Continuous and adequate health insurance coverage is fundamental for each Plaintiff’s ability to stay as healthy as possible and to work.

The plaintiffs” situation: Gresham has had difficulty holding jobs because of seizures. He can work but needs to have flexible schedules to receive medical care. He’s been able to work with Human Services offices, but isn’t comfortable with computers. Cesar Ardon is a self-employed handyman whose ability to get work fluctuates. He, too, has had medical problems and problems with online access. Mrs. Ardon has numerous health problems, some stemming from the removal of a 25-pound tumor, and has been unable to get work in June and July. She’d been a telephone worker in the past. She’s been unable to use the online portal.

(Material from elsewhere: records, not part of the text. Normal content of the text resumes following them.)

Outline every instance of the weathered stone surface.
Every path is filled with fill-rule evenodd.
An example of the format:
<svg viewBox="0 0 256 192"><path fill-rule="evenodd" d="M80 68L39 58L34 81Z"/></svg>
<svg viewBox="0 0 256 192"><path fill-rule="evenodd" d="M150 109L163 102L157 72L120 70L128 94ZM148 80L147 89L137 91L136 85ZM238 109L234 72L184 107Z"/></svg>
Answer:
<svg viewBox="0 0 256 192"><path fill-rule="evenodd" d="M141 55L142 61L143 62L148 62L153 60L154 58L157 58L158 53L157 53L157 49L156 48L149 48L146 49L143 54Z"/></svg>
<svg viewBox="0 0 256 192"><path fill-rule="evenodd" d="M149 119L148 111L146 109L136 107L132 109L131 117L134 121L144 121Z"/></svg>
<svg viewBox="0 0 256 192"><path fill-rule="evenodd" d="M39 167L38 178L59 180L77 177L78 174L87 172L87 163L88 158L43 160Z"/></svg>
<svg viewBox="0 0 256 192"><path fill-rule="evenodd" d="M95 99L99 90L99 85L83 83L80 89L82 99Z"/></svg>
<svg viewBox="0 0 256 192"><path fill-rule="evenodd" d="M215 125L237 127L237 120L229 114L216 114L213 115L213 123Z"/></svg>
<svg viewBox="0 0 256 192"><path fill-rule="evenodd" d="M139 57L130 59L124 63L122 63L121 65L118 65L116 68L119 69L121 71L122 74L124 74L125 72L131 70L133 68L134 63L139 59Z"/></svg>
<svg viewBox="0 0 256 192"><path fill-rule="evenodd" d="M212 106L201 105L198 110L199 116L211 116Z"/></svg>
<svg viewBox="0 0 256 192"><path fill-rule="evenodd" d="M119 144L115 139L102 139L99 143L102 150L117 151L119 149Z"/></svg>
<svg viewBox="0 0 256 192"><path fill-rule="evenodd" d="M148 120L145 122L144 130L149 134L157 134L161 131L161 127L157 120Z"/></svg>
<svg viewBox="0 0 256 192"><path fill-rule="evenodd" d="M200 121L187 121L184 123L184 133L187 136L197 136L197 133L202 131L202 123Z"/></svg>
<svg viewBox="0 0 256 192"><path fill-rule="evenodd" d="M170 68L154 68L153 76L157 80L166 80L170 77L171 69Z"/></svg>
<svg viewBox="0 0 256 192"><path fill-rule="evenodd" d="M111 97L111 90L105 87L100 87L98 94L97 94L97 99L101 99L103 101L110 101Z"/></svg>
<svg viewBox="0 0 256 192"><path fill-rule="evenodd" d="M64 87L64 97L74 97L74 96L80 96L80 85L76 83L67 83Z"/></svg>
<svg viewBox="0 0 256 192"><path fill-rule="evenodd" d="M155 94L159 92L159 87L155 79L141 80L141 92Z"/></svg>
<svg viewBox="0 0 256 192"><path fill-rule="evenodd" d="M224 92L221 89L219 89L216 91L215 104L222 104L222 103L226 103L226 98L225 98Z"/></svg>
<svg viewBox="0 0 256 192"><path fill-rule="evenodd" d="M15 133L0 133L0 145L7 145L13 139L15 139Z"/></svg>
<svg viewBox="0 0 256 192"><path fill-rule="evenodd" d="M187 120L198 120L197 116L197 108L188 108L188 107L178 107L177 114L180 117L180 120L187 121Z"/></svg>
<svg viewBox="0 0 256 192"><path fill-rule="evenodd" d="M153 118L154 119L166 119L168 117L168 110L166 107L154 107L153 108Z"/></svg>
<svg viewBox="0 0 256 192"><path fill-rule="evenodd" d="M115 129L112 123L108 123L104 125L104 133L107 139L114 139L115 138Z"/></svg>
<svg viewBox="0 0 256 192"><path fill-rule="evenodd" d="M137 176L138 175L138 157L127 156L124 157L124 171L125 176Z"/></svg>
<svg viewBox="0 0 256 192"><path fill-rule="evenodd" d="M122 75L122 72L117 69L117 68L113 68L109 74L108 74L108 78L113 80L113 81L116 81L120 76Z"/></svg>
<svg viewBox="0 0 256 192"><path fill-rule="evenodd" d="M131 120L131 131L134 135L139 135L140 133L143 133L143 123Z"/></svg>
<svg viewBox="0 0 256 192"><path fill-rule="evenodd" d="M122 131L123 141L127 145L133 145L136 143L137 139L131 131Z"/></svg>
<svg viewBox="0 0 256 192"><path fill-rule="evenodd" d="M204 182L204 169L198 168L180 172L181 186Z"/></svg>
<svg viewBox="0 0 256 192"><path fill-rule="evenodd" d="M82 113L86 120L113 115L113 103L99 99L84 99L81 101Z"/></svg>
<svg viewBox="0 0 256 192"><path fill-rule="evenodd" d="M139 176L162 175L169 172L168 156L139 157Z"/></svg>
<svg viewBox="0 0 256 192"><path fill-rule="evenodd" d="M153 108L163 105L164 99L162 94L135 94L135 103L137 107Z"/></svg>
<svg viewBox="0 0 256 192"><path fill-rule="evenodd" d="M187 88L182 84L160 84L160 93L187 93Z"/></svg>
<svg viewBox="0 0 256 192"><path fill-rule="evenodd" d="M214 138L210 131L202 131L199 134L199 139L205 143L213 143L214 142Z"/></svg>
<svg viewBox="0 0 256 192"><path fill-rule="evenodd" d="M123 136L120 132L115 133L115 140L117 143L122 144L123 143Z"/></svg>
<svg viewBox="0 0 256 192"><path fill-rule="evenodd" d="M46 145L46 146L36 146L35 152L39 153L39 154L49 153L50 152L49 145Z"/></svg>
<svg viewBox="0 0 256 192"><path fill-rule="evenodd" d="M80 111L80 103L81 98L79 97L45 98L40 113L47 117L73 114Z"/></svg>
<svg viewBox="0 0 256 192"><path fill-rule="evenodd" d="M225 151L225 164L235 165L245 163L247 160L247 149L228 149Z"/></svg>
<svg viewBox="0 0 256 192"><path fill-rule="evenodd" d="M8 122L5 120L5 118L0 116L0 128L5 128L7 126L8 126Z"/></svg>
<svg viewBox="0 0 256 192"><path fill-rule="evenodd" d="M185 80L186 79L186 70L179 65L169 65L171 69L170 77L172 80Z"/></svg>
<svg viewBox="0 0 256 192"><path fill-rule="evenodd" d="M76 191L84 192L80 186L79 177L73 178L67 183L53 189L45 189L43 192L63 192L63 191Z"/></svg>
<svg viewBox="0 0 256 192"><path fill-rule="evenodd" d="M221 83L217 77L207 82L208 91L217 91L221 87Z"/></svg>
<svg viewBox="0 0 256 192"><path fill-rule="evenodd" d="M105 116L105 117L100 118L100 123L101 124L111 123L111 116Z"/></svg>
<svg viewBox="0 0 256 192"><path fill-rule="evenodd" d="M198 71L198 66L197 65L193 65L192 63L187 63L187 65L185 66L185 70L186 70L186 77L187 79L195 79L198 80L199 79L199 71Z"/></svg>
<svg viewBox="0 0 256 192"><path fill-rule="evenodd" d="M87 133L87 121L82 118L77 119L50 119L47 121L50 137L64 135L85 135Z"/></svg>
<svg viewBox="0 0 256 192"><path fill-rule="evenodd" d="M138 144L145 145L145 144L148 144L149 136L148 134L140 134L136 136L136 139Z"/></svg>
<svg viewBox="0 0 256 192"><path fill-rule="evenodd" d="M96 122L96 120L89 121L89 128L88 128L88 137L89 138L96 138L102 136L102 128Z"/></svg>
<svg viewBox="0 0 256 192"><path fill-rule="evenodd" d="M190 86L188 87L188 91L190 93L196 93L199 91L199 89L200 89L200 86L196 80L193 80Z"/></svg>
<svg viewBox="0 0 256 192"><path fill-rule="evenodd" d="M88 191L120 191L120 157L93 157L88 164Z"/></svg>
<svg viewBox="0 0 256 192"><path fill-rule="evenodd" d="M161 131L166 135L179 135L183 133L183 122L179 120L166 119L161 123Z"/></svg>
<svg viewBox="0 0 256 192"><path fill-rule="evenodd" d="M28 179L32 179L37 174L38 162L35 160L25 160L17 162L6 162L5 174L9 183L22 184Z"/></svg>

Comment from Arkansas Advocates for Children and Families on the policy and the lawsuit:

It has been touted as a way to ensure Arkansans are working, but in reality it only creates costly bureaucratic red tape and new barriers to coverage. As we’ve pointed out in the past, most enrollees are already working or will be exempt from the requirement. It unnecessarily puts people at risk of accidentally losing their insurance simply because they do not understand the complicated reporting process, or they cannot report online through the required portal because they lack internet access

The lawsuit aims to overturn this cumbersome policy, which is the first experiment of this kind to be implemented in the nation. The policy started in June, and since that time, we’ve seen that thousands of enrollees failed to report during the first month. This shouldn’t come as a surprise since enrollees must use the online portal even though Arkansas ranks 46th in the nation for internet access. Enrollees lose coverage after failing to report for three months in a calendar year. It’s important to note that those three months do not have to be consecutive.

AACF stands in support of the individuals who were willing to speak up and be a voice for all families that will be harmed by this policy. Instead of taking away health insurance, which helps ensure that people are healthy enough to work, we should be focused on creating access to more job opportunities. In fact, national research shows that Medicaid expansion itself leads to increased labor force participation, increased employment, and more volunteerism – all without a punitive work-reporting policy. We think it’s time for leaders in our state to take a closer look at what Arkansans need in order to take care of their families.